La Primera se volvió hacia Ayla.

—¿Cómo encontraste la Gruta Blanca? ¿Empleaste tu voz en ella?

—Yo no la encontré. Fue Lobo —contestó Ayla—. Estaba en una ladera enterrada entre matorrales y zarzamoras, pero de pronto Lobo desapareció en el suelo bajo la espesura. Corté parte de la maleza para abrirme paso y fui tras él. Cuando me di cuenta de que estaba en una cueva, salí, preparé una antorcha y volví a entrar. Entonces vi qué era. Después fui en busca de la Zelandoni y Jonokol.

Hacía tiempo que el Zelandoni de la Quinta Caverna no oía hablar a Ayla, y su acento era perceptible, no sólo para él, sino también para los otros miembros de su caverna, incluido Madroman. Le recordaba toda la atención recibida por Jondalar a su regreso con la bella forastera y sus animales, y lo mucho que aborrecía a Jondalar. Siempre era el centro de interés, pensó el acólito, especialmente para las mujeres. «Me pregunto qué pensarían de él si le faltaran los dos dientes delanteros», se dijo. «Sí, su madre pagó una indemnización por él, pero no por eso recuperé los dientes.»

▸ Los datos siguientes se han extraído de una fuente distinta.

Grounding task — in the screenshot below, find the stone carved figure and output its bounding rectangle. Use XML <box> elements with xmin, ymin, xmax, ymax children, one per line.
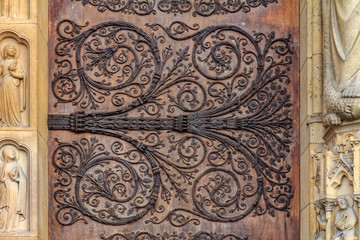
<box><xmin>323</xmin><ymin>0</ymin><xmax>360</xmax><ymax>125</ymax></box>
<box><xmin>0</xmin><ymin>45</ymin><xmax>26</xmax><ymax>127</ymax></box>
<box><xmin>0</xmin><ymin>146</ymin><xmax>27</xmax><ymax>232</ymax></box>
<box><xmin>314</xmin><ymin>203</ymin><xmax>327</xmax><ymax>240</ymax></box>
<box><xmin>331</xmin><ymin>195</ymin><xmax>358</xmax><ymax>240</ymax></box>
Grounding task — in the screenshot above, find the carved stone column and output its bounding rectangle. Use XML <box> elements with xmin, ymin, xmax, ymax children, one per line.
<box><xmin>0</xmin><ymin>0</ymin><xmax>48</xmax><ymax>240</ymax></box>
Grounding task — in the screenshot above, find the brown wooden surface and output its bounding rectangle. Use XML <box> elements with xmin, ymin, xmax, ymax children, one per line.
<box><xmin>49</xmin><ymin>0</ymin><xmax>300</xmax><ymax>240</ymax></box>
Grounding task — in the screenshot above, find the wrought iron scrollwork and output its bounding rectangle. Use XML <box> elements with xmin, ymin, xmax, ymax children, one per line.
<box><xmin>71</xmin><ymin>0</ymin><xmax>156</xmax><ymax>16</ymax></box>
<box><xmin>71</xmin><ymin>0</ymin><xmax>278</xmax><ymax>17</ymax></box>
<box><xmin>101</xmin><ymin>232</ymin><xmax>249</xmax><ymax>240</ymax></box>
<box><xmin>49</xmin><ymin>21</ymin><xmax>294</xmax><ymax>227</ymax></box>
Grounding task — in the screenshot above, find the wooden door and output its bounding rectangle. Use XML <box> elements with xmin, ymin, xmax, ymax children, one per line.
<box><xmin>48</xmin><ymin>0</ymin><xmax>300</xmax><ymax>240</ymax></box>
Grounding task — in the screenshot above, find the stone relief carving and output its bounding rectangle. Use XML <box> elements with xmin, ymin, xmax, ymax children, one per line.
<box><xmin>331</xmin><ymin>195</ymin><xmax>357</xmax><ymax>240</ymax></box>
<box><xmin>0</xmin><ymin>140</ymin><xmax>29</xmax><ymax>233</ymax></box>
<box><xmin>0</xmin><ymin>0</ymin><xmax>30</xmax><ymax>19</ymax></box>
<box><xmin>312</xmin><ymin>127</ymin><xmax>360</xmax><ymax>240</ymax></box>
<box><xmin>0</xmin><ymin>33</ymin><xmax>29</xmax><ymax>127</ymax></box>
<box><xmin>323</xmin><ymin>0</ymin><xmax>360</xmax><ymax>125</ymax></box>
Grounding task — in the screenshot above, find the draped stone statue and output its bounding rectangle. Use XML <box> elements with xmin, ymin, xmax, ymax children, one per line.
<box><xmin>323</xmin><ymin>0</ymin><xmax>360</xmax><ymax>125</ymax></box>
<box><xmin>0</xmin><ymin>45</ymin><xmax>26</xmax><ymax>127</ymax></box>
<box><xmin>0</xmin><ymin>146</ymin><xmax>27</xmax><ymax>232</ymax></box>
<box><xmin>331</xmin><ymin>195</ymin><xmax>357</xmax><ymax>240</ymax></box>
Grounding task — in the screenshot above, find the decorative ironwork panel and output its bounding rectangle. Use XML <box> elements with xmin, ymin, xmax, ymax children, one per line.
<box><xmin>48</xmin><ymin>1</ymin><xmax>298</xmax><ymax>240</ymax></box>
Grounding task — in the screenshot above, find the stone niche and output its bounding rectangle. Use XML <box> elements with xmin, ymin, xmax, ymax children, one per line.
<box><xmin>0</xmin><ymin>32</ymin><xmax>31</xmax><ymax>130</ymax></box>
<box><xmin>0</xmin><ymin>139</ymin><xmax>31</xmax><ymax>234</ymax></box>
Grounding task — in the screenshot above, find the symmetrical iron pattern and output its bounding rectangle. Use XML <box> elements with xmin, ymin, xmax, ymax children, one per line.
<box><xmin>101</xmin><ymin>232</ymin><xmax>249</xmax><ymax>240</ymax></box>
<box><xmin>71</xmin><ymin>0</ymin><xmax>278</xmax><ymax>16</ymax></box>
<box><xmin>48</xmin><ymin>20</ymin><xmax>294</xmax><ymax>227</ymax></box>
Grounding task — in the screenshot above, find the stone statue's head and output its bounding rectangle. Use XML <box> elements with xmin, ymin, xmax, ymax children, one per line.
<box><xmin>336</xmin><ymin>195</ymin><xmax>349</xmax><ymax>209</ymax></box>
<box><xmin>1</xmin><ymin>146</ymin><xmax>17</xmax><ymax>162</ymax></box>
<box><xmin>4</xmin><ymin>44</ymin><xmax>16</xmax><ymax>59</ymax></box>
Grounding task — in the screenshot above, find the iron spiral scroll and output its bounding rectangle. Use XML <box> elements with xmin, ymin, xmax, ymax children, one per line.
<box><xmin>71</xmin><ymin>0</ymin><xmax>278</xmax><ymax>17</ymax></box>
<box><xmin>48</xmin><ymin>20</ymin><xmax>295</xmax><ymax>227</ymax></box>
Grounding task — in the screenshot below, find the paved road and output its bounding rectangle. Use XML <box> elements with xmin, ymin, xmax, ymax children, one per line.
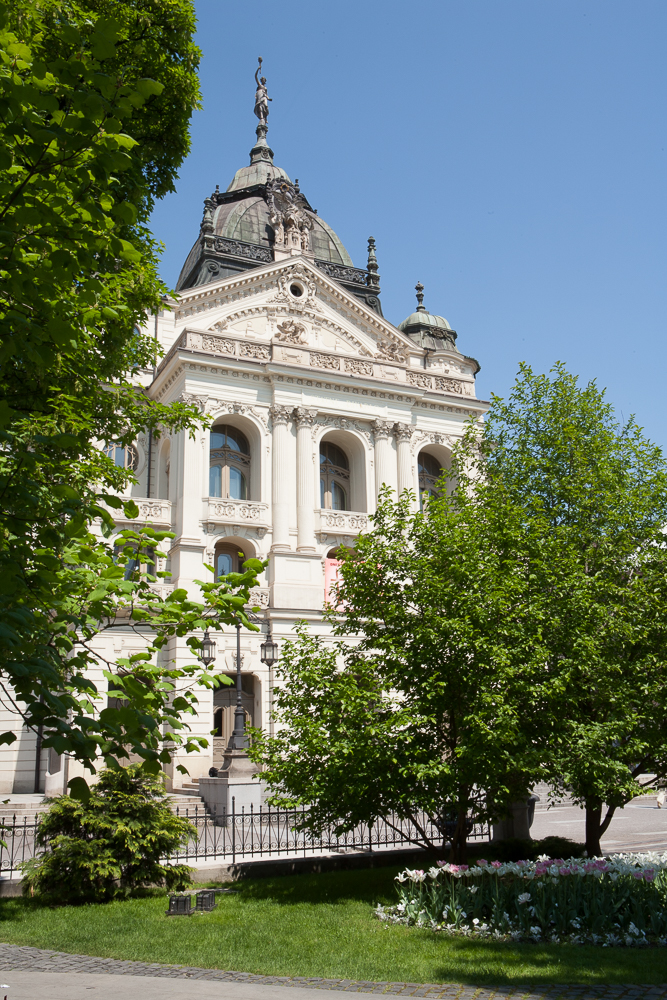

«¿Por qué tuvo que volver de su viaje? ¿Y traer además a esa mujer con él? ¡Y hay que ver el revuelo que se arma en torno a ella y esos animales! Yo soy acólito desde hace años, pero es ella quien capta toda la atención de la Primera. ¿Y si ella llega a Zelandoni antes que yo?» Ella apenas le hizo caso cuando se conocieron, se mostró poco más que cortés, y todavía ahora permanecía indiferente a él. La gente le atribuía el mérito de encontrar la nueva cueva, pero, como ella misma había admitido, no fue ella quien la encontró. Fue aquel estúpido animal.

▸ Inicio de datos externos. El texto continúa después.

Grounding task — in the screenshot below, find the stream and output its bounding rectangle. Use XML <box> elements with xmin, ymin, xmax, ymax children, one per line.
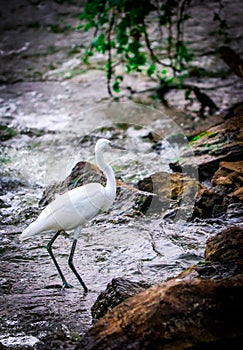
<box><xmin>0</xmin><ymin>0</ymin><xmax>243</xmax><ymax>349</ymax></box>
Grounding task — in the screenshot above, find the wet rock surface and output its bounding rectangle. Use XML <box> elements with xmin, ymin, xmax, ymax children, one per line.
<box><xmin>0</xmin><ymin>0</ymin><xmax>243</xmax><ymax>350</ymax></box>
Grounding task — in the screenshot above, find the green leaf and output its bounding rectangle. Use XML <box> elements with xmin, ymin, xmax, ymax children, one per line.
<box><xmin>112</xmin><ymin>81</ymin><xmax>120</xmax><ymax>93</ymax></box>
<box><xmin>147</xmin><ymin>63</ymin><xmax>156</xmax><ymax>77</ymax></box>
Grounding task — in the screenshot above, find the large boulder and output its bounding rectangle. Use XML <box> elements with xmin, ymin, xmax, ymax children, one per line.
<box><xmin>76</xmin><ymin>275</ymin><xmax>243</xmax><ymax>350</ymax></box>
<box><xmin>76</xmin><ymin>227</ymin><xmax>243</xmax><ymax>350</ymax></box>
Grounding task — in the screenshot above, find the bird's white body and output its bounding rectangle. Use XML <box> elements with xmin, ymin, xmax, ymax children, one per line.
<box><xmin>20</xmin><ymin>183</ymin><xmax>114</xmax><ymax>240</ymax></box>
<box><xmin>19</xmin><ymin>139</ymin><xmax>121</xmax><ymax>292</ymax></box>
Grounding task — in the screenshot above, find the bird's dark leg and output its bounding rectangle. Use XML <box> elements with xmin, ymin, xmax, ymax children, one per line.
<box><xmin>46</xmin><ymin>230</ymin><xmax>72</xmax><ymax>288</ymax></box>
<box><xmin>68</xmin><ymin>238</ymin><xmax>88</xmax><ymax>293</ymax></box>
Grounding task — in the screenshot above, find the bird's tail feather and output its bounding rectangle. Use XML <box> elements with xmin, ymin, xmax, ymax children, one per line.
<box><xmin>19</xmin><ymin>221</ymin><xmax>42</xmax><ymax>241</ymax></box>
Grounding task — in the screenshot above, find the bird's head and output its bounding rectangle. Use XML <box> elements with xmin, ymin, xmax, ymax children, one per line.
<box><xmin>95</xmin><ymin>139</ymin><xmax>125</xmax><ymax>153</ymax></box>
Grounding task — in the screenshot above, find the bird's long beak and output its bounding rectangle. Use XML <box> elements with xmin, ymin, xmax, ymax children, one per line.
<box><xmin>110</xmin><ymin>143</ymin><xmax>126</xmax><ymax>151</ymax></box>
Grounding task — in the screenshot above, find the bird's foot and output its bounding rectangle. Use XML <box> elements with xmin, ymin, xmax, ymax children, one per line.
<box><xmin>62</xmin><ymin>281</ymin><xmax>74</xmax><ymax>290</ymax></box>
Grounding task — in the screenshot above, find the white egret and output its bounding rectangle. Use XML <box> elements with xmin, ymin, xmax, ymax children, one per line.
<box><xmin>19</xmin><ymin>139</ymin><xmax>124</xmax><ymax>292</ymax></box>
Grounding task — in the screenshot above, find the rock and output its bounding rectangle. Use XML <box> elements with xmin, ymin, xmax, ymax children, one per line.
<box><xmin>181</xmin><ymin>226</ymin><xmax>243</xmax><ymax>279</ymax></box>
<box><xmin>205</xmin><ymin>227</ymin><xmax>243</xmax><ymax>264</ymax></box>
<box><xmin>91</xmin><ymin>278</ymin><xmax>149</xmax><ymax>321</ymax></box>
<box><xmin>211</xmin><ymin>161</ymin><xmax>243</xmax><ymax>189</ymax></box>
<box><xmin>76</xmin><ymin>227</ymin><xmax>243</xmax><ymax>350</ymax></box>
<box><xmin>76</xmin><ymin>275</ymin><xmax>243</xmax><ymax>350</ymax></box>
<box><xmin>137</xmin><ymin>171</ymin><xmax>204</xmax><ymax>218</ymax></box>
<box><xmin>194</xmin><ymin>161</ymin><xmax>243</xmax><ymax>218</ymax></box>
<box><xmin>39</xmin><ymin>161</ymin><xmax>106</xmax><ymax>206</ymax></box>
<box><xmin>39</xmin><ymin>161</ymin><xmax>158</xmax><ymax>221</ymax></box>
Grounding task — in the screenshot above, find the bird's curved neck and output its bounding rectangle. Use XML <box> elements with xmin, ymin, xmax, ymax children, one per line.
<box><xmin>96</xmin><ymin>153</ymin><xmax>116</xmax><ymax>202</ymax></box>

Mientras daba vueltas a todo esto, sonreía, pero para Ayla, que no lo miraba directamente, pero lo observaba con atención de soslayo, captando todo su lenguaje corporal inconsciente —tal como haría una mujer del clan—, esa sonrisa era engañosa y taimada. Se preguntaba por qué el Quinto lo había aceptado como acólito. Era un Zelandoni tan sagaz y astuto que no podía dejarse engañar por él, ¿o quizá sí? Volvió a lanzar una ojeada a Madroman y lo sorprendió mirándola fijamente con tal malevolencia que se estremeció.